590 F. Supp. 38 | N.D. Ill. | 1984

MEMORANDUM OPINION AND ORDER

SHADUR, District Judge.

Plaintiffs have previously suggested the death of defendant J.S. Pieronett and moved that the personal representative of his estate be substituted as defendant in his place. Because no personal representative had then been appointed, on June 7, 1983 this Court entered and continued the motion for substitution generally.
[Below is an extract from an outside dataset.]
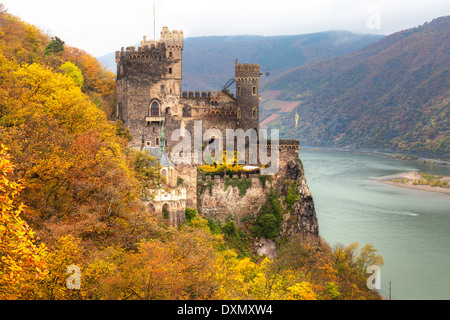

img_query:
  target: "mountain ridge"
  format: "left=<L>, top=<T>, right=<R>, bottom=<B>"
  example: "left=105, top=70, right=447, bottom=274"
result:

On December 27, 1983 plaintiffs filed “Suggestions for Substitution of Defendants,” advising that no estate had been opened for Mr. Pieronett and suggesting that this Court name the State’s Attorney of DuPage County as special administrator in accordance with Ill.Rev.Stat. ch. 110, ¶ 2-1008(b) (“Paragraph 2-1008(b)”). This Court expressed serious reservations about its power in that respect and invited the parties to submit authorities dealing with the issue.

In response plaintiffs have cited Nichols v. Marshall, 491 F.2d 177 (10th Cir.1974) and Leick v. Phelan, 367 F.Supp. 824 (N.D. Ill.1973). Neither does the job for them:

1. All Nichols teaches is that “a federal district court in a diversity case [generally] has the same jurisdiction as does the state court of general jurisdiction in the state where the federal district court is sitting” (491 F.2d at 180). But the personal representative in Nichols had already been appointed by the *39appropriate probate court (the state court), so there was no hint the federal court would have power to make that appointment. On the contrary, the implications of the opinion — referring as it does to appointments in Kansas probate proceedings, id. at 180, 182 — are to the contrary.
2. As for Leick, Judge Bauer proceeded to construe the predecessor of Section 2-1008(b) and held it did not apply to the situation confronting him. Plainly his attention was not addressed to the jurisdictional question posed by this Court.

It must be remembered that though state law provides the substantive rules of decision in diversity actions, matters of procedure — of practice — are determined under federal law. Hanna v. Plumer, 380 U.S. 460, 85 S.Ct. 1136, 14 L.Ed.2d 8 (1965). Any provision deriving from a state’s Code of Civil Procedure (the title of Chapter 110 of the Illinois statutes) starts out at least inherently suspect as a putative source of power for a federal court.

At least two factors deepen that inherent suspicion:

1. Paragraph 2-1008(b) itself requires “the court” (and of course that obviously speaks of an Illinois state court) to serve “such notice to the party’s heirs, legatees or devisees as the court directs,” and then provides the same court “without opening of an estate, may appoint a special administrator for the deceased party for the purpose of prosecuting or defending the action.” That substitution for formal probate proceedings nonetheless partakes of a probate-type power (involving ascertainment of heirs, legatees or devisees and appointment of. the personal representative, all as only a probate court may normally do). It is of course well known that probate-type proceedings are a specific historic (albeit judge-created) exception to federal courts’ diversity jurisdiction. Markham v. Allen, 326 U.S. 490, 494, 66 S.Ct. 296, 298, 90 L.Ed. 256 (1946); Rice v. Rice Foundation, 610 F.2d 471, 474-75 (7th Cir.1979); see also Dragan v. Miller, 679 F.2d 712, 713 (7th Cir,1982).
2. Fed.R.Civ.P. (“Rule”) 17 controls the procedure and practice as to parties in the federal courts. Under Rule 17(b), capacity of someone “acting in a representative capacity” is dealt with — but only Rule 17(c) specifically authorizes the federal court to appoint a personal representative — and that is specifically limited to appointment of guardians ad litem for infants or incompetents. By negative implication no such power exists to appoint a personal representative in the case of a decedent.

Thus nothing submitted to this Court supports its power to take the action requested by plaintiffs.

Accordingly plaintiffs’ motion is denied. This should not be viewed as a final, with-prejudice rejection. It is rather that under the circumstances the burden of persuasion is on plaintiffs, and they simply have not met it by what they have tendered (nor has this Court’s own research, though admittedly limited, uncovered anything supportive).